Browser, mount that folder, thank You!

08/05/2008 20:08:28
Posted by GNUCITIZEN


These are the stuff every guy, who has pocked the browser or the client-side lately, would like to hear about. Behold the File I/O the W3C spec for local file access.





Here is a description of what it does. The interesting part from the text bellow is outlined in bold:



Traditionally, web applications have had little to no access to resources residing on the local filesystem. The ECMAScript interfaces for file I/O specifies a sandboxed file system, where a widget or other trusted component can gain access to the local file system.

The File I/O interfaces in this specification represent an abstract filesystem, without knowledge of the underlying filesystem’s path separators, conventions for setting file properties such as read/write permissions.

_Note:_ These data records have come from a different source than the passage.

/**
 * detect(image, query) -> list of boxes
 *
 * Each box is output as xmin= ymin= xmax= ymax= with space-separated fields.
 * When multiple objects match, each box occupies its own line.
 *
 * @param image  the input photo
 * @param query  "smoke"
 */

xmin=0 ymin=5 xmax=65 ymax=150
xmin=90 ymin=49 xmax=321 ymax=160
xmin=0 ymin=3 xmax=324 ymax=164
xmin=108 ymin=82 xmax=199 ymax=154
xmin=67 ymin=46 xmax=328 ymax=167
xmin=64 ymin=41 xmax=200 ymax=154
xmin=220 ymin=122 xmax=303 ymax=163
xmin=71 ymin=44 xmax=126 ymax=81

The interfaces provide methods for opening files, writing to them, creating files and directories, moving or deleting them, and so forth.

In order to work with files, an application first has to acquire a mountpoint. A mountpoint is either a reference to a file or folder on a disk, or an abstract reference to a set of files which might not necessarily be within the same folder.



I wonder which folder the typical user will select. Hmmm, the Desktop, My Documents? And where all these interesting files are? Mac OS X user, you’ve got a problem. Don’t mount the desktop. Just don’t!